Methods. Patients with critical ischemia of lower extremity donated peripheral blood stem cells after five days of stimulation with G-CSF. Five patients in each group were either treated with CD 34, CD 133 or mononuclear cells after G-CSF stimulation. We analyzed expression of cell surface markers CD34, VEGFR-2, CD133, CD31 und CD144.

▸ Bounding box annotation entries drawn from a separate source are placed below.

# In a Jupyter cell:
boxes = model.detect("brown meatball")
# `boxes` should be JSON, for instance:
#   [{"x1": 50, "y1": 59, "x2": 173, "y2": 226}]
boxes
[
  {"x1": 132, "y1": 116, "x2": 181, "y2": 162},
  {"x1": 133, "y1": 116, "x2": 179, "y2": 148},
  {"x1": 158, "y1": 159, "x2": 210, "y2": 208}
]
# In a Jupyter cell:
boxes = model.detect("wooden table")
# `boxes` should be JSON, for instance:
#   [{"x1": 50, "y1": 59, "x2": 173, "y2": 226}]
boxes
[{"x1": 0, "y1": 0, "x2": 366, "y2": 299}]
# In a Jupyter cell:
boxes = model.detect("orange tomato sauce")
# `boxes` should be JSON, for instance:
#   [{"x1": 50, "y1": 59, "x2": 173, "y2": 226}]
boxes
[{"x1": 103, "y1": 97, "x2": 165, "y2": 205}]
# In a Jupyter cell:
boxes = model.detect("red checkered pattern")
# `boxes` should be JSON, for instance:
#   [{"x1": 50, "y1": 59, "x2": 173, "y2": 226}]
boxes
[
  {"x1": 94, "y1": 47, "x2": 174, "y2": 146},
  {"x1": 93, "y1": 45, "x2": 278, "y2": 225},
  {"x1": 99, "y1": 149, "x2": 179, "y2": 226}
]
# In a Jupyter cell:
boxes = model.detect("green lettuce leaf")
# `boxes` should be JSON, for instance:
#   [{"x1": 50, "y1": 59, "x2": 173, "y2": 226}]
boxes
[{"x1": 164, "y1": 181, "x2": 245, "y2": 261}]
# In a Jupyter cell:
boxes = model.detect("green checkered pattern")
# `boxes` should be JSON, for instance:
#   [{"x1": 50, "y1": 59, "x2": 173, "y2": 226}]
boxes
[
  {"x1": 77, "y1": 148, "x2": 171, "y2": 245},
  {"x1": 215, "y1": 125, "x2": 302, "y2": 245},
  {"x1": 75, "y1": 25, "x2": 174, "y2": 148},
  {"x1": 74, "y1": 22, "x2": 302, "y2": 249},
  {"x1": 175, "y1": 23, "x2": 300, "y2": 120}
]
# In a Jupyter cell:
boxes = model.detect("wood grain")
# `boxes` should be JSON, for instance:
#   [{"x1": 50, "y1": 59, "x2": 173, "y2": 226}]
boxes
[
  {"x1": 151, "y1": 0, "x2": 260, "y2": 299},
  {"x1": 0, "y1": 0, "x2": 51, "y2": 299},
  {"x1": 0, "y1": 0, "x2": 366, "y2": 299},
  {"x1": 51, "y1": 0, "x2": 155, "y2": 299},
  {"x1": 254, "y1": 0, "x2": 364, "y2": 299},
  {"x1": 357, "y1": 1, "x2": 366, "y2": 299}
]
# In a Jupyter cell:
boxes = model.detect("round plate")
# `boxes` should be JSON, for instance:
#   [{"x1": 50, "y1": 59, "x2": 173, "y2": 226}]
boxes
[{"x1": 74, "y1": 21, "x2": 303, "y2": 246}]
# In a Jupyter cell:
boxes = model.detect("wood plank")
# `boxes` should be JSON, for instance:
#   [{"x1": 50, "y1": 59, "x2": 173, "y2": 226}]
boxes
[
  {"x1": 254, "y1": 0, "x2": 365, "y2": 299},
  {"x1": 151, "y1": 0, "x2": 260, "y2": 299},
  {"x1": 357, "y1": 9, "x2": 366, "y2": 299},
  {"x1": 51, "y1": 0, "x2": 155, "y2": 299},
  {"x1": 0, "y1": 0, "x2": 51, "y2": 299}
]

Results. There were no differences in pain, ABI, ulcer healing or amputation rate between the three groups. Overall limb salvage rate was 12/15. Ony in 4/15 patients after a mean follow-up of 11 months control MRA examinations showed stem cell induced neoangiogenesis. In two patients after CD 34 cell injections in one cases after CD 133 treatment and in one case after treatment with mononuclear cells. In the remaining cases MRA analysis did not show any traces of neoangiogenesis. Injection of purified CD133+ or CD34+ EPCs does not yield better results than unselected mononuclear cells after G-CSF stimulation. Paracrine factors produced by the mononuclear fraction of mobilized peripheral blood may contribute more to the amelioration of critical limb ischemia than one particular cell type.
Conclusion. In conclusion stem cell therapy will play an increasingly important role in the near future. Most patients can be treated with unselected cells which further reduces costs of cell based therapy.